Abriendo la puerta...

"Si no tenemos paz dentro de nosotros, de nada sirve buscarla fuera"

Francoise de la Rochefoucauld


miércoles, 22 de mayo de 2013

LA AUTOCOMPASIÓN



Cuando la vida nos va mal solemos buscar culpables. Muchas veces no acertamos a encontrar  respuestas a tantas incógnitas que van surgiendo en el camino cuando los fracasos aparecen o las angustias nos invaden. La mayoría  lo que se impone en nuestro razonamiento, es la sensación de impotencia que amenaza desde dentro continuamente y que nos posiciona en el centro de los males como  desoladas víctimas al vaivén de las circunstancias.
Sin apenas darnos cuenta aparece la temible autocompasión como un camino hacia ninguna parte. Incapaces de comprender por qué somos protagonistas de tantas vicisitudes decidimos  dejar de disfrutar de la vida para pararnos a lamer nuestras heridas.  
La lástima por uno mismo es un sentimiento destructivo, adictivo que genera un placer momentáneo (como las drogas), pero nos aísla de la realidad.
Los demás, el resto de los que nos rodean, pueden acompañarnos en nuestra pena, incluso tratar de sufrirla con nosotros pero, sin duda, no pueden comprender en su totalidad la dejadez que podamos  padecer con respecto a la terrible sensación de que todo nos va mal.
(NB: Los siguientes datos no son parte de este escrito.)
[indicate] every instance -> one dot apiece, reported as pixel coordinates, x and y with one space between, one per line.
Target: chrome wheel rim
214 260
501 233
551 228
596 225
Y con  ella, pronto empezaremos a apreciarnos como unos perdedores incapaces de recuperar la partida.
Lo más dramático surge cuando la autocompasión comienza a ser crónica. Nos damos pena. Nos sentimos tan pequeños que apenas entendemos cómo llegar a soportar la vida normal de cada día. Nos debilitamos por momentos. Y nuestra mente deja de funcionar con el engrase del positivismo y la esperanza.
La lástima por uno mismo siempre es infructuosa. Pero no inocua. Es dañina y venenosa. Nos lleva a un estado de infantilismo donde caemos en el círculo vicioso de reclamar atención  a quienes obvian que nos sentimos tan mal como para pedir, sin palabras, amor a fondo perdido.
La autocompasión puede llamar a una amiga muy cercana: la depresión y juntas invadir hasta el último hueco de nuestras vidas.
Cuando llamen, de la mano, a nuestra puerta es mejor dejarlas pasar, sentarlas de frente y dialogar con ellas. Aquello a lo que nos resistimos, persiste. Preferible que tomen asiento, que degusten su café y que regresen al lugar de donde nunca debieron salir.